Palestinian factions vow peaceful end to disputes

Leaders of Palestinian factions including rivals Fatah and Hamas have pledged on Tuesday to refrain from violence in settling…

Leaders of Palestinian factions including rivals Fatah and Hamas have pledged on Tuesday to refrain from violence in settling Palestinian problems after a firefight between Hamas activists and Palestinian police left three dead.

Farouk Kaddoumi, a leader of Fatah - the ruling faction of Palestinian president Mahmoud Abbas, said the exiled leaders of Palestinian groups agreed in Damascus that dialogue should be the only way to solve their disputes.

Mr Kaddoumi said the leaders agreed to "call all Palestinian powers and factions to ban the use of weapons to solve internal differences".

The leaders also agreed to "refrain from all forms political and media provocations that can harm the interests of our people and their national unity".

READ MORE

Hamas politburo chief Khaled Meshaal acknowledged the call, but defended his militant group's right to resist Israeli occupation and to have a role in Palestinian political life at the same time.

"So long as our land is occupied it is the right of the Palestinian people and their factions to combine resistance and political activities. Resistance and its arms are directed against the occupation while political activity is part of re-arranging the Palestinian home," said Meshaal.

But "we refuse any inclination toward internal feuding because our fixed national principles set Palestinian blood as a taboo," he told reporters after the meeting that also comprised less senior leaders of key factions - the Islamic Jihad and the Popular Front for the Liberation of Palestine-General Command.

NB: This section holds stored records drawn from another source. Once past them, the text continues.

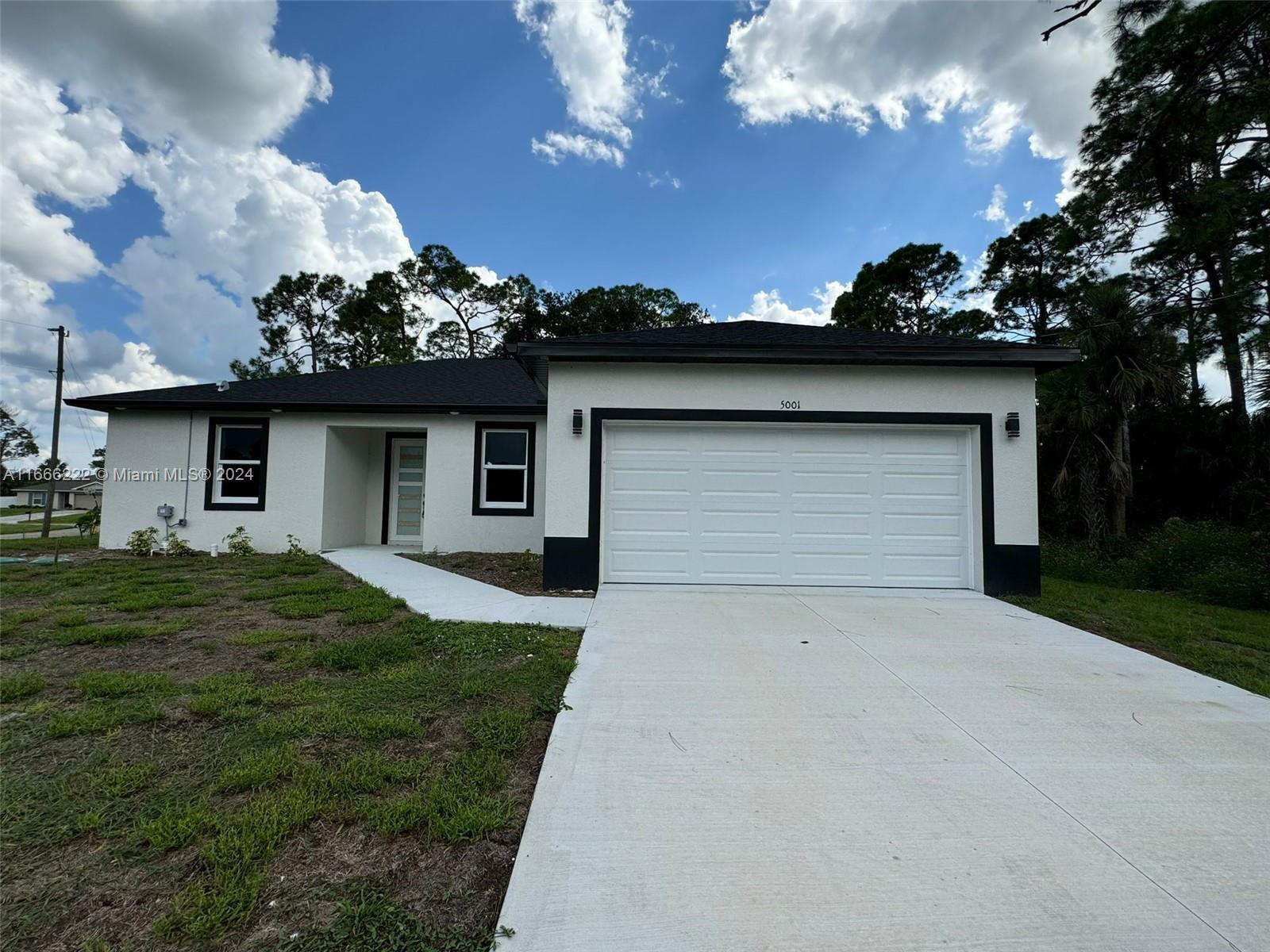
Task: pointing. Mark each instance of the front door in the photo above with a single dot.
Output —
(406, 490)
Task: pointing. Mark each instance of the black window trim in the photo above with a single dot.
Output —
(478, 460)
(214, 424)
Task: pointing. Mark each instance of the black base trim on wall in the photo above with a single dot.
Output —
(1011, 570)
(575, 562)
(567, 564)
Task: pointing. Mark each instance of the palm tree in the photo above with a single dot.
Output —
(1127, 361)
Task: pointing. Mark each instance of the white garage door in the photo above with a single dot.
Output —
(797, 505)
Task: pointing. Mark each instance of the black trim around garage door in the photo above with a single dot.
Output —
(573, 562)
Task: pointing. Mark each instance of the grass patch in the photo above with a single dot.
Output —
(103, 716)
(1229, 644)
(257, 770)
(502, 730)
(368, 919)
(177, 827)
(124, 780)
(16, 687)
(114, 685)
(365, 654)
(175, 776)
(267, 636)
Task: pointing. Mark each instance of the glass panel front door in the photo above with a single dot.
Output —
(406, 490)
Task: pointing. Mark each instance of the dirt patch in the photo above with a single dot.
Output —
(516, 571)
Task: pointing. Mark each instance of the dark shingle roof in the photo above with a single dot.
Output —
(770, 342)
(770, 334)
(425, 385)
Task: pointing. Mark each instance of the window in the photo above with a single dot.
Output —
(237, 454)
(503, 476)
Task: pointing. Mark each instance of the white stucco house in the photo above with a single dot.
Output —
(727, 454)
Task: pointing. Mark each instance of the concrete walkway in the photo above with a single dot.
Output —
(800, 770)
(442, 594)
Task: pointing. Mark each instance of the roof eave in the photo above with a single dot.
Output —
(1045, 357)
(108, 403)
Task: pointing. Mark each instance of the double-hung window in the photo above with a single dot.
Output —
(503, 476)
(237, 457)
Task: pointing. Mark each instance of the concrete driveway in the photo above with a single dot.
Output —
(791, 770)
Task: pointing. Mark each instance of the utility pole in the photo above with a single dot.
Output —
(57, 425)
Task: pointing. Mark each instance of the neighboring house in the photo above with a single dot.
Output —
(724, 454)
(70, 494)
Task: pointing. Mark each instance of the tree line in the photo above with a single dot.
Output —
(436, 306)
(1160, 263)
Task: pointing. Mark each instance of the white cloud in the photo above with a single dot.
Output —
(556, 146)
(171, 71)
(856, 63)
(996, 209)
(198, 92)
(592, 60)
(664, 179)
(587, 44)
(770, 306)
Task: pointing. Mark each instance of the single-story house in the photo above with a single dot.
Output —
(70, 494)
(743, 452)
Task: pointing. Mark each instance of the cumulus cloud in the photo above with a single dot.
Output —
(592, 60)
(996, 209)
(770, 306)
(183, 101)
(171, 71)
(664, 179)
(556, 146)
(857, 63)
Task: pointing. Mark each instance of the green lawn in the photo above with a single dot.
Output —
(1223, 643)
(32, 526)
(258, 753)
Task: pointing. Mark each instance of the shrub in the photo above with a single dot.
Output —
(238, 543)
(1178, 551)
(1231, 584)
(89, 524)
(144, 541)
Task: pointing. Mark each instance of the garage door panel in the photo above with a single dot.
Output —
(813, 505)
(645, 520)
(649, 564)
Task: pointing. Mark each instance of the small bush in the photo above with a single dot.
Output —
(144, 541)
(1204, 562)
(1231, 584)
(239, 543)
(1168, 558)
(89, 524)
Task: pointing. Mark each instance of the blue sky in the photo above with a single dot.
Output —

On Sunday, a Palestinian police commander and two civilian bystanders were killed in firefights between policemen and Hamas gunmen. Fifty people were wounded when militants tried to storm a police station shortly afterwards, police said.

Palestinian police said the fighting began when a Gaza police patrol pulled over a carload of Hamas gunmen who were flouting a new ban on the public display of weapons agreed to by political leaders of the various militant factions.

Hamas has said the militants fought police on "solely in self-defense" and they also acted to protect homes of Hamas political leaders that came under gunfire from policemen.

On Monday, Palestinian policemen stormed into Gaza's parliament building demanding a crackdown on militants, and deputies called on Abbas to sack the cabinet for failing to stamp out chaos in the streets.

The two challenges highlighted Mr Abbas's uphill struggle to impose law and order in the Gaza Strip to make it the proving ground of a future Palestinian state after Israel's withdrawal of settlers and soldiers completed last month.